I’ve been wanting to blog about this all week, but haven’t had the chance. I don’t have the time now either, but I’m sick of working. So here goes.
Earlier this week, a friend sent me a column from the Arizona Republic called “Misery U: Hookup Culture Leaves Casualties.” The author, Dr. Miriam Grossman, takes college health providers to task for creating a culture in which it’s ok for kids to experiment with their sexuality in a relatively protected environment.
If you can get past how badly written the piece is, you’ll see that she is particularly huffy about Go Ask Alice!, Columbia University’s amazing and respected sexual health Q&A website (there’s also a book). Grossman is mad — shocked even — that the Alice website answers college kids’ (and other people’s — anyone can ask a question through the Alice website) questions about sexuality, whether it’s a decision about having sex for the first time, a worry about an STD, a question about masturbation, or a concern about an emotional health issue. Alice is non-judgmental and respects the worries and vulnerabilities of people who pose questions.
And Grossman just can’t stand it. She writes:
OK, hold on a minute. As a health expert, Alice, aren’t you forgetting a few things?
Let’s start with this: These young women who have turned to you are adolescents, and that likely means their cervix is immature and more vulnerable to infection. Surely you’ve studied basic gynecology and know about the transformation zone, where human papillomavirus (HPV) has infected about half of sexually active college women, usually from one of their first encounters. Did you forget that this area shrinks with time, making infection less likely? This fact alone behooves you to urge these women to wait.
Sounds innocuous enough, right? She’s a healthcare provider and she’s worried about high HPV infection rates. Except she wants to treat college-age women, who are somewhere between adolescent and adult, as if they are infants. Oh, and she fails to mention the new vaccine that prevents HPV.
Dr. Grossman goes on like this for several ever more exasperating paragraphs. And then she gets to her main point. Which isn’t really about women’s health at all, or about education women how to prevent STDs. Nope. It’s about the fact that Dr. Grossman actually kinda likes the patriarchal social structures that sex education and the use of contraception can help fight against. Think I’m exaggerating? Take it from the doctor herself:
One freshman whose first “real” boyfriend had just dumped her wanted to know, “Why, Dr. Grossman, do they warn you about STDs and pregnancy, but they don’t tell you what it does to your heart?”

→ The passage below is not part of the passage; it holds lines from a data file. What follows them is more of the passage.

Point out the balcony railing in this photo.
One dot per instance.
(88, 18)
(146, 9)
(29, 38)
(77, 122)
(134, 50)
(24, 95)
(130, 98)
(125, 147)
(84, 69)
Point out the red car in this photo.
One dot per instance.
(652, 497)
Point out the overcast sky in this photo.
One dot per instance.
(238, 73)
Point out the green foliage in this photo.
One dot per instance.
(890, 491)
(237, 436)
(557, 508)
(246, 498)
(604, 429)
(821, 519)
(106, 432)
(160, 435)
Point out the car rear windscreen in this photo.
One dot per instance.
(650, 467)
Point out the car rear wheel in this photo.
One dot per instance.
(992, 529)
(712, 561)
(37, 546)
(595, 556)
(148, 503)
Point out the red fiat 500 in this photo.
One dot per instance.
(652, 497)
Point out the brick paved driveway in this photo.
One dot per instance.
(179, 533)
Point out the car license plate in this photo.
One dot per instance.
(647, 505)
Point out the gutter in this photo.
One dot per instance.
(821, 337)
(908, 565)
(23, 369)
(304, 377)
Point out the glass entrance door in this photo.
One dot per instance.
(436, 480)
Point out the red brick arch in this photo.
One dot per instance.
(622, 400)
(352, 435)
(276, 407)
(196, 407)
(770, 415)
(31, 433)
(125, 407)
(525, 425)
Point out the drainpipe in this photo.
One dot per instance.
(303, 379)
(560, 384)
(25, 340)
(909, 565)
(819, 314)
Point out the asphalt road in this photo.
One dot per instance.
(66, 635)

What could I tell her? In my profession, common sense has vanished. It has been replaced by social agendas. The ideology of “anything goes,” “women are just like men,” “abortion is benign,” “sex is a recreational activity” is alive and well in much of campus health and counseling.
Still not sure? Well how about this: just a few paragraphs later, Dr. Grossman further hones her argument. It’s just the women you see who have to wait. Because, as she noted above, she doesn’t think women are like men. It’s ok for boys to explore their sexuality in college, but girls, you better keep your legs crossed.
But wait! There’s more!
A mountain of research highlights the differences between male and female. We once had a few STDs (sexually transmitted diseases), easily treated with antibiotics. Now, we have over a dozen, including some deadly viruses that have no cure. And even research cited by Planned Parenthood, supporting the notion that most women have no long-term emotional consequences from abortions, indicates that two years later, 20 percent felt that termination of their pregnancy had done more harm than good.

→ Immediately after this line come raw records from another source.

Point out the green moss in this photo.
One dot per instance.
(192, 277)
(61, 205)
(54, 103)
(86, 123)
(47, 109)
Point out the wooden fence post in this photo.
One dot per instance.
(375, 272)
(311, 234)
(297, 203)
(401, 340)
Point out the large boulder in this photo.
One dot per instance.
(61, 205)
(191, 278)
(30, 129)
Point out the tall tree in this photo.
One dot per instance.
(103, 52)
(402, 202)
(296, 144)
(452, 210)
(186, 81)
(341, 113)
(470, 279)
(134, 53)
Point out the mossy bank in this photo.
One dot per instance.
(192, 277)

I’m so sick of this tactic, which starts with something that sounds fairly commonsense: STDs are bad, we don’t want college kids to get them. From there, there’s the requisite attack on today’s social norms which allow girls to be slutty, er, I mean explore their sexuality before settling down and popping out babies. And the fin de siecle? No good at all can come from healthy sexuality. Only bad. And bad is abortion.
Because, folks, these days the attacks on contraception, comprehensive sex education, and abortion are all tied together. It’s not about being pro-fetal-life. It’s about being pro-women-in-the-kitchen. The false concern for women’s emotional well being Dr. Grossman exhibits here (much like that of the Breast Cancer Prevention Institute) is just a pretext for judging and coercing women.
Dr. Grossman shakes her finger in her column at bloggers who will call her anti-female or right wing. But she doesn’t deny it. Because, let’s face it, she’s sorta proud of it.